Though it is certainly consonant with their pluralistic organizational mission, creative campus partner Jewish Arts Collaborative is not regularly involved in interfaith work. “At JArts, we use the arts as a tool to share particular and universal values, and to help share Jewish tradition with people of all backgrounds. In speaking to the conference leadership, I realized that we shared these values—and that our Be The Change public art movement is actually a prime example of how we use art to bring people together across backgrounds,” said Laura Mandel, the executive director of JArts. She will be moderating a discussion between three innovative activist-artists: Caron Tabb, Jason Talbot, and Wen-hao Tien. “Our artists represent intentionally diverse backgrounds so that we are able to illuminate issues of injustice in a way that shows the importance in Jewish life and the universal nature of these universal issues,” added Mandel.

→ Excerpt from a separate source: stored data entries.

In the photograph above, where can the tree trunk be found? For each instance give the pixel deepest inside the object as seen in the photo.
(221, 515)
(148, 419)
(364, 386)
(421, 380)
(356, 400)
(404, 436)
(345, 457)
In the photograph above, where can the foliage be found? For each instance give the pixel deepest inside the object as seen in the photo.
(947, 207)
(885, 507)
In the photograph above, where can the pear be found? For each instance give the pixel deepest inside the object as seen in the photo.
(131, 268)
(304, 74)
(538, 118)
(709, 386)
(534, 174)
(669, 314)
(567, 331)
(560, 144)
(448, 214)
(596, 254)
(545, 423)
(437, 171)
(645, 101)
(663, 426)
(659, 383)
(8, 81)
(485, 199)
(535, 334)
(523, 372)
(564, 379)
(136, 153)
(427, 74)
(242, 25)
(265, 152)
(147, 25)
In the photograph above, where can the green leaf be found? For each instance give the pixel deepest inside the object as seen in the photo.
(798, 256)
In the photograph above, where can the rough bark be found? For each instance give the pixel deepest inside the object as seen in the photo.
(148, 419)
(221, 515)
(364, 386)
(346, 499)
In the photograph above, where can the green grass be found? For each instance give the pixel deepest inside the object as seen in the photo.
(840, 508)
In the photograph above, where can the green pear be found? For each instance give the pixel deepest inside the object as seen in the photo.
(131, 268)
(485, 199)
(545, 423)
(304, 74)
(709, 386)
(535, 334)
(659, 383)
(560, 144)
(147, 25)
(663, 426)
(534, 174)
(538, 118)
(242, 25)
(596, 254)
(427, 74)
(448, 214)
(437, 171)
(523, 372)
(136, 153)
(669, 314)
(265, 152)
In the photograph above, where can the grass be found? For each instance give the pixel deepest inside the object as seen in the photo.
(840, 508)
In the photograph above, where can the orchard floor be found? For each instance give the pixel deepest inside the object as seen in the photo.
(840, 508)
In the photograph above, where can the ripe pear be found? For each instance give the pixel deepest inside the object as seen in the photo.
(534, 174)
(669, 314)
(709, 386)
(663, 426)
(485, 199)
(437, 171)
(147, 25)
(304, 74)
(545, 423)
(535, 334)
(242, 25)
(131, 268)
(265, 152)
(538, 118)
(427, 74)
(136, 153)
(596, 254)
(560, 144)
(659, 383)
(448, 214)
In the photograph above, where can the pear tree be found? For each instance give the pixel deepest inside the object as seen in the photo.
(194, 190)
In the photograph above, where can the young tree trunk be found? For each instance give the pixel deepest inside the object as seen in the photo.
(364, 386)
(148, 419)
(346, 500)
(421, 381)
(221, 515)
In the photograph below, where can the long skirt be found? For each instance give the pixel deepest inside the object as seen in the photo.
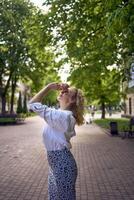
(62, 175)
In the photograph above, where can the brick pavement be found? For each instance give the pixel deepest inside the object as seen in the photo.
(105, 164)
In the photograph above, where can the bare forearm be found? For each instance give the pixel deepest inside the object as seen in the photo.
(39, 96)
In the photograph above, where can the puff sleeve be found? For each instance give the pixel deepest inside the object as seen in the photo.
(60, 120)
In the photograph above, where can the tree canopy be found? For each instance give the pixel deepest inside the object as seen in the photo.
(24, 47)
(96, 34)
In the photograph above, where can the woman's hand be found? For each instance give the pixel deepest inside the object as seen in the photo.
(57, 86)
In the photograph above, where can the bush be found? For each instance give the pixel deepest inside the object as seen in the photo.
(123, 123)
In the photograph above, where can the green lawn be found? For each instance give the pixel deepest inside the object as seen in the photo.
(123, 123)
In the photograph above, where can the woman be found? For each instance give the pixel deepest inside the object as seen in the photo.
(59, 128)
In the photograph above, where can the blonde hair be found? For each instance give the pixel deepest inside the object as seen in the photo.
(77, 107)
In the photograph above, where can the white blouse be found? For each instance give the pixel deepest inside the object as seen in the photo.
(59, 126)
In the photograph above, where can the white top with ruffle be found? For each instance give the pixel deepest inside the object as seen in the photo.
(59, 126)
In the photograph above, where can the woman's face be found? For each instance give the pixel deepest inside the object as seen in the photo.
(65, 97)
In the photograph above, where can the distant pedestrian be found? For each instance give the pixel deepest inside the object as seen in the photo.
(59, 128)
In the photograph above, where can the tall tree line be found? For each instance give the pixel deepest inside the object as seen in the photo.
(95, 34)
(24, 48)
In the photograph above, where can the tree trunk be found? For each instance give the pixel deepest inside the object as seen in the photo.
(103, 110)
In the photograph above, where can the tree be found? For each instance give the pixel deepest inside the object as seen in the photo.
(91, 32)
(24, 47)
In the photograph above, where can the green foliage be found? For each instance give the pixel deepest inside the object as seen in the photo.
(123, 124)
(95, 34)
(25, 52)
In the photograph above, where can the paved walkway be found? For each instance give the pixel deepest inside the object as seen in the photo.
(105, 163)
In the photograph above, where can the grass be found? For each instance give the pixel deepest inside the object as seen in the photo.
(122, 123)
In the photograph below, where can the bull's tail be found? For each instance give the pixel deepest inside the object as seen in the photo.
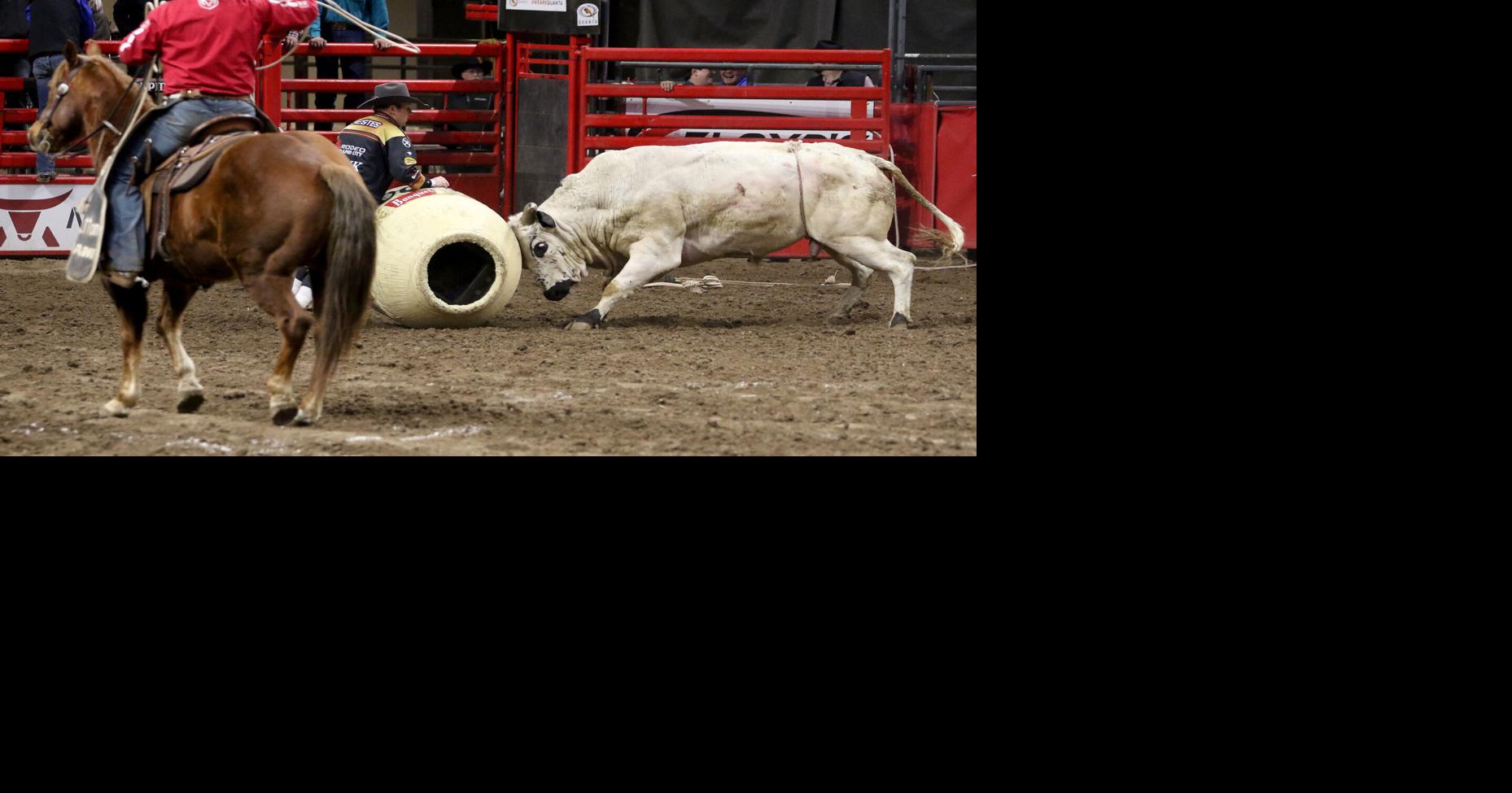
(948, 245)
(350, 260)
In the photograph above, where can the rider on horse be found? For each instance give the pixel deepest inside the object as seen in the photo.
(209, 54)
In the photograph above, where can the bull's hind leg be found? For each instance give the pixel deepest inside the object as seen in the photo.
(861, 275)
(882, 255)
(130, 304)
(649, 260)
(170, 327)
(274, 294)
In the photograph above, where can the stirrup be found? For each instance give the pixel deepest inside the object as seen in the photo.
(125, 280)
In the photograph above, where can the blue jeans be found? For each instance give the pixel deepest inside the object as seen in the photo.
(126, 227)
(42, 68)
(352, 68)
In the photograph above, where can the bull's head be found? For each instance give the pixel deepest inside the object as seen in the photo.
(549, 253)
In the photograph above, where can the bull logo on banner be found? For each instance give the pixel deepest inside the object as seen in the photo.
(24, 213)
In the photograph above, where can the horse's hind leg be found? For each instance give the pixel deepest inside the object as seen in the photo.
(170, 327)
(274, 294)
(130, 304)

“I’m excited to be part of this conference about the implications of intersectionality for interreligious relationships because I believe both Judaism and Feminism, as well as Jewish Feminism in particular, have important insights to teach about the gifts and challenges of holding and negotiating multiple identities,” said Judith Rosenbaum, the CEO of Jewish Womens Archive. “This conference is making a significant contribution to the field of interreligious studies by centering these questions of intersectionality, which are too often neglected in interreligious contexts.”

Conference attendees will also have an opportunity to tour the egalitarian mikveh (ritual pool) and campus partner Mayyim Hayyim Living Waters. Their education center is open to people of all faith backgrounds, and they regularly teach programs about mikveh and ritual innovation for individuals and groups from various faiths, including secular groups and partners of Jewish spouses. “We created it for all Jewish people who want to experience this ritual,” said Rabbi Amalia Mark, Mayyim Hayyim’s director of programs and partnerships. “We created this place for the person who wasn’t allowed to immerse at a mikveh because she was marrying a woman, we created it for the person who is trans and is coming before top surgery. We hope that opening the doors to ritual while still honoring traditional practice is something that all faiths can learn from,” Mark said. “What does that look like in your own communities? That’s what we want to ask.”

“In an increasingly interconnected world, exploring the complexity of identity formation and inter-group relations in different locations is crucial to our collective flourishing,” added Rabbi Rose. Together with our partners, Hebrew College is doing precisely that by co-hosting and contributing to the ICCJ 2023 Conference.